その時に自分が何をしたいとかいうことより、どうやったらちゃんとお金を稼いで家族のためになるかを考えたんです。それで大学に行きながら、並行してもう一度SKA SKA CLUBでちゃんとやり切ろうと思って、メンバーに声かけてもう一枚アルバムを作りました。メンバーで大変な思いをして作って、これをどうにかちゃんと宣伝しようと、余計なことを考えなくなって目の前のことに集中するしかないと思えたのはこの時期でしたね。
あと、その大変な時期に、妻がかけてくれる言葉も大きかったですね。「やるぞ!やれるぞ!!」みたいな(笑)。やっぱり僕、落ち込みがちだったんですよ。妻はラジオDJでいろんなミュージシャンを見ているし、同業異種というか、ある程度気持ちも分かっているようなところもあったので、本当にどうしようもなくなったら2人で会社でも作ろうと。

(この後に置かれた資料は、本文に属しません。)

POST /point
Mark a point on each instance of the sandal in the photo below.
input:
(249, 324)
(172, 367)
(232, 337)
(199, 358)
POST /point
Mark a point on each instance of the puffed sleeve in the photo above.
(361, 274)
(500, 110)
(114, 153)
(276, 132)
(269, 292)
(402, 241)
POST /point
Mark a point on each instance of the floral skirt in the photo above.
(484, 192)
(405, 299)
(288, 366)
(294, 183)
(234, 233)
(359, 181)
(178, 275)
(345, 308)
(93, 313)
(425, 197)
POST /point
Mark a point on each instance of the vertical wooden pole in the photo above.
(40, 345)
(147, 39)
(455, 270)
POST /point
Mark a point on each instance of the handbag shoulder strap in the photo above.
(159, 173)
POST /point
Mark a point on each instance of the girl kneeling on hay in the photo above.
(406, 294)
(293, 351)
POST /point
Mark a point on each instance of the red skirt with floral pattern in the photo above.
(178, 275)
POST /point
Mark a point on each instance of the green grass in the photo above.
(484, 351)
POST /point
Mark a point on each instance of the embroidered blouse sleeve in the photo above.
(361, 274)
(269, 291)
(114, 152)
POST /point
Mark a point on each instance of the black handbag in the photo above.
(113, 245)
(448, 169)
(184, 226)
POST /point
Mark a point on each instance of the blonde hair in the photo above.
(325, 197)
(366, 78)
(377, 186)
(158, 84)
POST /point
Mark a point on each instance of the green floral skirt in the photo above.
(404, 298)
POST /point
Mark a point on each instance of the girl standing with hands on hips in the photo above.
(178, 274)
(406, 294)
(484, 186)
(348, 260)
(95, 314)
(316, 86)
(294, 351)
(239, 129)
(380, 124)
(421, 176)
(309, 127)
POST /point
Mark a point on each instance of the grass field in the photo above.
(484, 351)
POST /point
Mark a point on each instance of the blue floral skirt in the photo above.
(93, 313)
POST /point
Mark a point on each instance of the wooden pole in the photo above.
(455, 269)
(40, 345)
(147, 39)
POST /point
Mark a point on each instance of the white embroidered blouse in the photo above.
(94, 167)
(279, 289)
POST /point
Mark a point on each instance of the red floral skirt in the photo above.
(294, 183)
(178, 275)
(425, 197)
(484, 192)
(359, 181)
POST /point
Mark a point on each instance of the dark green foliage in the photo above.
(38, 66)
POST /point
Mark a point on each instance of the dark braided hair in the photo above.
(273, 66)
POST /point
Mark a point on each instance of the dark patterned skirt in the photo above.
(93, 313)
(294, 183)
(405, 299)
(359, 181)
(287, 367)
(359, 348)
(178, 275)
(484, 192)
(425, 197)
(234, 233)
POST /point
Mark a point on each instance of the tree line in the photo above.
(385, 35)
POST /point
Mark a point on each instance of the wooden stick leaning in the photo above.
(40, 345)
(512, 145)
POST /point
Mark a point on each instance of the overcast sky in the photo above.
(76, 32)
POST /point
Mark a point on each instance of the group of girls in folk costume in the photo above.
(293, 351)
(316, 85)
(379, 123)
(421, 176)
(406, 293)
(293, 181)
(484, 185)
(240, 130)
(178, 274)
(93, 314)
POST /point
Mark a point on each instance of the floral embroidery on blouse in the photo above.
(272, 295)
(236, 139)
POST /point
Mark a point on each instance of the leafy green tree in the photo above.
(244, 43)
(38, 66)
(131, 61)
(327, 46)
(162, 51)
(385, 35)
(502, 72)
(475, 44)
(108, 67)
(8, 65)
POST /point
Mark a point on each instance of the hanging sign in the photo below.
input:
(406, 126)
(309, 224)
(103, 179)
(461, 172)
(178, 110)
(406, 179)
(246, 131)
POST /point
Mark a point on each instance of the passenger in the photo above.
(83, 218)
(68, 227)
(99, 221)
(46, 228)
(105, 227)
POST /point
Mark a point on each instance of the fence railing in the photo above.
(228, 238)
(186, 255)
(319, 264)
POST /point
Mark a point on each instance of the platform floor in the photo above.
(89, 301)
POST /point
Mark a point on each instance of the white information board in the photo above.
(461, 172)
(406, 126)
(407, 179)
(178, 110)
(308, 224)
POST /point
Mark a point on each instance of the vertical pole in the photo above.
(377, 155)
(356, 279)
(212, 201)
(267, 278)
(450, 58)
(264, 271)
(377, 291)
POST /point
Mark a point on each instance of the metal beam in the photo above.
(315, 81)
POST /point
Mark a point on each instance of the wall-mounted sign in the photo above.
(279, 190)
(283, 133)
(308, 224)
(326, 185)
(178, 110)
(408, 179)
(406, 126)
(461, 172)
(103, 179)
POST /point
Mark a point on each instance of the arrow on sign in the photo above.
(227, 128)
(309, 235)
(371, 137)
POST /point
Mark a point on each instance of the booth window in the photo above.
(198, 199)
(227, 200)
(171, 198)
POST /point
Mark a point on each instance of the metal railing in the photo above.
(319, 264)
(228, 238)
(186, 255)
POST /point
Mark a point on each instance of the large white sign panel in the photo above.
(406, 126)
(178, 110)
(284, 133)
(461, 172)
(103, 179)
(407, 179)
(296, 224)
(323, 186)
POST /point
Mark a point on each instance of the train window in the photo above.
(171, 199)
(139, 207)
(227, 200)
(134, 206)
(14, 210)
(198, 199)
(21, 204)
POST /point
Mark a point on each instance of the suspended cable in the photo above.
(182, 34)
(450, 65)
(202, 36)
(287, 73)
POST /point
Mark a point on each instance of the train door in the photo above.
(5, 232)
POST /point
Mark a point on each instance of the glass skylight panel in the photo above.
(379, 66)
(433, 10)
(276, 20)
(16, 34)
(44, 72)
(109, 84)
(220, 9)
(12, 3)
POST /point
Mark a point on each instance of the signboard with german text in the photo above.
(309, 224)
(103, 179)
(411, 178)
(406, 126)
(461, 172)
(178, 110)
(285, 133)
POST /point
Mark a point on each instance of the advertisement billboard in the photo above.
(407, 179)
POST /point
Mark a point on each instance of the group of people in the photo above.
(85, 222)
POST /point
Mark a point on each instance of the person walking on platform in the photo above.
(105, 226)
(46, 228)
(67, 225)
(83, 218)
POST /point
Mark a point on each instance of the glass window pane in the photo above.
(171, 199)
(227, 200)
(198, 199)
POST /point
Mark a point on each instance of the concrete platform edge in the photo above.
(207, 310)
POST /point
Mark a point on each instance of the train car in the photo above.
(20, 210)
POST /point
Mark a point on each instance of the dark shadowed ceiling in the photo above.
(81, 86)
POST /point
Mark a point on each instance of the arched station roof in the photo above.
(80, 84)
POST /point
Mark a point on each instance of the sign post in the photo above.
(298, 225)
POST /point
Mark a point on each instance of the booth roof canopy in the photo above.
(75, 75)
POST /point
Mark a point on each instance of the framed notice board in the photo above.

メールアドレスは「yaruzo yareruzo(やるぞ やれるぞ)@~」にしようとか(笑)半分冗談なんですけど、そういうのがひとつひとつ支えになりましたね。
ひと回り年下の同級生から学んだ教え
グローバー:東大の卒論を書く時に、さっき言ったみたいに脳みそがもつれているので、ものすごい時間かかってしまったんです。提出日のギリギリまでやっていたんですけど、その時にひと回り下の22歳の同級生が家まで来てくれたんです。正月で家族は実家に帰していたので、彼に手伝ってもらいながら必死に卒論を書いていました。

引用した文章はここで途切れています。